### **Handling Dynamic Content**
Many modern websites use JavaScript to dynamically load content after the initial page load (e.g., using frameworks like React or Angular). This means the content you need to scrape might not be present in the raw HTML source when the page first loads.

### Selenium
Selenium stands out from other scraping tools because it interacts with a real browser. This makes it particularly useful for websites that rely heavily on JavaScript, AJAX, or dynamic content loading. Selenium can handle:
- Pages that load content dynamically with JavaScript.
- Interaction with forms, buttons, and scroll events.
- Real browser interactions

In [None]:
from selenium import webdriver
bookstoscrape_url = "https://books.toscrape.com/"

In [None]:
# TODO: Do 5 minute of web searching with 'selenium python' as the keyword and state out what you found in short sentence.

### Basic Usage of Selenium

In [None]:
"""
Objective: Creating a browser instance
"""
firefox_driver = webdriver.Firefox()

In [None]:
""" 
Objective: Opening bookstoscrape_url
"""
firefox_driver.get(bookstoscrape_url)

In [None]:
""" 
Objective: Save the page content to html variable then use Beautifulsoup to extract the data
"""
html = firefox_driver.page_source


In [None]:
""" 
Objective: Close the browser instance
"""
firefox_driver.quit()

### Browser Instance Variance

In [None]:
""" 
Objective: Compare the difference between Firefox webdriver and Chrome webdriver
"""
# TODO: Create a Chrome browser instance
# TODO: Create a Firefox browser instance
# TODO: Analyze the difference between firefox and chrome browser instance

In [None]:
""" 
Objective: Change the window size in Chrome webdriver

Set the window size to a particular size x and y --> driver.set_window_size(x, y)
Set the window size to max --> driver.maximize_window()
Get the current window size --> driver.get_window_size()
"""
# TODO: Change the window size of the firefox browser instance to 200 and 400
# TODO: Print the current window size of the chrome browser instance
# TODO: Change the window size of the chrome browser instance to full screen

In [None]:
# TODO: Close all the browser instance using quit method

In [None]:
""" 
Objective: Applying browser variance using Options
"""
# TODO: Execute this cell before continue
# TODO: Choose between these 2 method to add options into webdriver instance

## Method 1:
# from selenium.webdriver.chrome.options import Options
# options = Options()

## Method 2:
# options = webdriver.ChromeOptions()

In [None]:
""" 
Objective: Change the windows to full size with Options
Options is a way to create a browser instance with customization.

Example:
## Create the options object from one of two previous cell mentioned
# options = Options()

## Add customization as argument
options.add_argument("--start-maximized")

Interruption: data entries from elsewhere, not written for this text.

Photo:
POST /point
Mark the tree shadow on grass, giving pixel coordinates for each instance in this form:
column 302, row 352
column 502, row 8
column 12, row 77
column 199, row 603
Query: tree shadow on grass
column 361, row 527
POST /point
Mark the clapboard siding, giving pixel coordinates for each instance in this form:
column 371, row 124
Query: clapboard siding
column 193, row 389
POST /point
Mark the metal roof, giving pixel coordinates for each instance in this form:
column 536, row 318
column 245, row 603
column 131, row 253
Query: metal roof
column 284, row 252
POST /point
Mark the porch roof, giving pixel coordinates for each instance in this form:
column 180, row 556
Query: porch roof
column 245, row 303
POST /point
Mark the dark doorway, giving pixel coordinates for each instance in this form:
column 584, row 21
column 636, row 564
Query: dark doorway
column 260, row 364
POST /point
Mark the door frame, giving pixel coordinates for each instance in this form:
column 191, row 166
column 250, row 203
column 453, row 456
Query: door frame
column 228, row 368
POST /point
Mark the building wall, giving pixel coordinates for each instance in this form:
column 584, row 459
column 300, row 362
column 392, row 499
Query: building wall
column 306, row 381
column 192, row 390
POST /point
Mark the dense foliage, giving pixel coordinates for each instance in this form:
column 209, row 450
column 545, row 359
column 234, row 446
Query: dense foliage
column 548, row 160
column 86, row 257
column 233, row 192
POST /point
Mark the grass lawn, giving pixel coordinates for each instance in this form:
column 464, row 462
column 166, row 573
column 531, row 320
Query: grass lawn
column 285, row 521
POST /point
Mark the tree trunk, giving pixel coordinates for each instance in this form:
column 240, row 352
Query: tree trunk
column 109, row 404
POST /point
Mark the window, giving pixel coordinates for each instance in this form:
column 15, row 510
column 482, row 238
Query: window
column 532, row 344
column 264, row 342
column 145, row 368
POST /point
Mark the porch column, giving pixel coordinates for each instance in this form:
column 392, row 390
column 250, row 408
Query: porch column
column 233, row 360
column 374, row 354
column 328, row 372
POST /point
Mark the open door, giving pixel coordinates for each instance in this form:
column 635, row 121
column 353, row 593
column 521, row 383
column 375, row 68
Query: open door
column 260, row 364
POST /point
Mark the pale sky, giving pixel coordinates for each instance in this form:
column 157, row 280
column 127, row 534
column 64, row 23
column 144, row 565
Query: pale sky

## You can add multiple argument after the other
options.add_argument("argument 1")
options.add_argument("argument 2")
options.add_experimental_option("experimental argument")

## Add options object to webdriver instance
driver = webdriver.Chrome(options=options)
"""
# TODO: Create options object
# TODO: Add argument to set the window size to max
# TODO: Create a browser instance with options

In [None]:
""" 
Objective: Run a headless browser
"""
# TODO: Create options object
# TODO: Add argument "--headless" to the options
# TODO: Create a browser instance with options
# TODO: Open bookstoscrape_url using get method
# TODO: print the page title using driver.title
# TODO: Close the browser instance using quit method


In [None]:
""" 
Objective: Opening a page without loading the image
"""
# TODO: Create options object
# TODO: Add argument "--blink-settings=imagesEnabled=false" to the options
# TODO: Create a browser instance with options
# TODO: Open bookstoscrape_url using get method

In [None]:
""" 
Objective: Explore any other options available
options.add_argument("--disable-gpu")  # Disable GPU rendering
options.add_argument("--no-sandbox")  # Disable sandbox for Docker
options.add_argument("--disable-dev-shm-usage")  # Prevent shared memory issues
options.add_argument("--disable-extensions")  # Disable extensions
options.add_argument("--disable-infobars")  # Remove info bars
"""
# TODO: Explore the official documentation from https://www.selenium.dev/documentation/webdriver/browsers/chrome/

In [None]:
""" 
Objective: Understand what information from a webdriver instance we can get
"""
# TODO: Create a new browser instance with any options you like
# TODO: Open any website from your own preference
# TODO: Print the current page title by using driver.title
# TODO: Print the current url by using driver.current_url
# TODO: Get the HTML content by using driver.page_source
# TODO: Compare the HTML content from selenium with HTML content from requests then provide your insight

### **Reflection**
Which is faster for retrieving HTML content: sending an HTTP request directly using the requests library or creating a browser instance with Selenium?

(answer here)

### **Exploration**
Explore what can be done manually in a real browser and what can be achieved using Selenium.